The tax-exempt market was steady Thursday morning as traders said the market has been slow this week with August vacations.

Traders noted while munis traded flat in the morning, there is a prevailing weaker tone overall during the past few trading sessions. Many traders were surprised how yields have backed up in the past few sessions given Aug. 1 reinvestment money just came due and new issuance has not been overwhelming.

“It’s not necessarily weaker this morning, but it’s slow,” a New York trader said. “There are a lot of vacations and people are holding off until September.”

In the primary market, the remaining large deals are expected to price.
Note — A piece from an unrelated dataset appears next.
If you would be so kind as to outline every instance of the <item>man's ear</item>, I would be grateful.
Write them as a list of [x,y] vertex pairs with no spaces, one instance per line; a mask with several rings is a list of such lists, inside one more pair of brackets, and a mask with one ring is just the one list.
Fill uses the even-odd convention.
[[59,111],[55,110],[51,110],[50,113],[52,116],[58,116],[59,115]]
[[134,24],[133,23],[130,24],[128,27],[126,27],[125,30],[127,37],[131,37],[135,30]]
Citi is scheduled to price $630 million of New Jersey Economic Development Authority special facility revenue bonds for the Continental Airlines Project. The bonds are rated B3 by Moody’s Investors Service and B by Standard & Poor’s.

Bank of America Merrill Lynch is expected to price for institutions $225 million of Metropolitan St. Louis Sewer District revenue bonds, rated Aa1 by Moody’s, AAA by Standard & Poor’s, and AA-plus by Fitch Ratings.

Morgan Keegan is expected to price $203.9 million of Mississippi unlimited tax general obligation refunding bonds, rated Aa2 by Moody’s, AA by Standard & Poor’s, and AA-plus by Fitch.

In economic news, the U.S. international trade deficit fell 10.7% in June to $42.9 billion from a revised $48 billion deficit in May.

The June deficit came in less than the expected $47.5 billion and was a result of $185 billion of exports and $227.9 billion of imports.

“The narrowing of the trade gap in June  - driven in part by a 2.9% jump in the volume of exports – looks to add significantly to the revision to second-quarter real GDP growth,” wrote economists at RDQ Economics. “Based on what we know at this point, second-quarter growth looks likely to be revised up from 1.5% to somewhere in the range of 2% to 2.25%. Exports have maintained a double-digit growth pace in real terms over the last three months, while imports have contracted and, as a result, trade is providing a cushion to the slowdown in U.S. demand growth.”

In other economic news, seasonally adjusted initial jobless claims fell 6,000 to 361,000 for the week of Aug. 4.

The drop in claims beat expectations by analysts who had predicted a 2,000 increase.

Continuing claims rose 53,000 to 3.332 million for the week of July 28 – the highest level since the week of March 24 when claims were 3.349 million.

“The initial jobless claims data over the last three weeks hint at a slowing in the rate of gross job losses – and thus higher net job creation – compared to the April through June timeframe,” wrote RDQ economists. “Combined with the pickup in job creation shown by July payrolls and the ADP report and the increase in the rate of private-sector job openings in June to the highest level since the second quarter of 2008, the labor market is suddenly not looking quite so moribund.

”The analysts added, “If the employment report for August shows half decent jobs growth, the prospects for a new round of QE at the meeting would diminish significantly.” 

On Wednesday, the 10-year Municipal Market Data yield finished steady at 1.75%. The two-year finished steady at 0.29% for the 10th consecutive session. The 30-year yield rose two basis points to 2.93%.

Treasuries were much weaker Thursday morning. The benchmark 10-year yield jumped six basis points to 1.71% while the 30-year yield increased two basis points to 2.77%. The two-year was steady at 0.29%.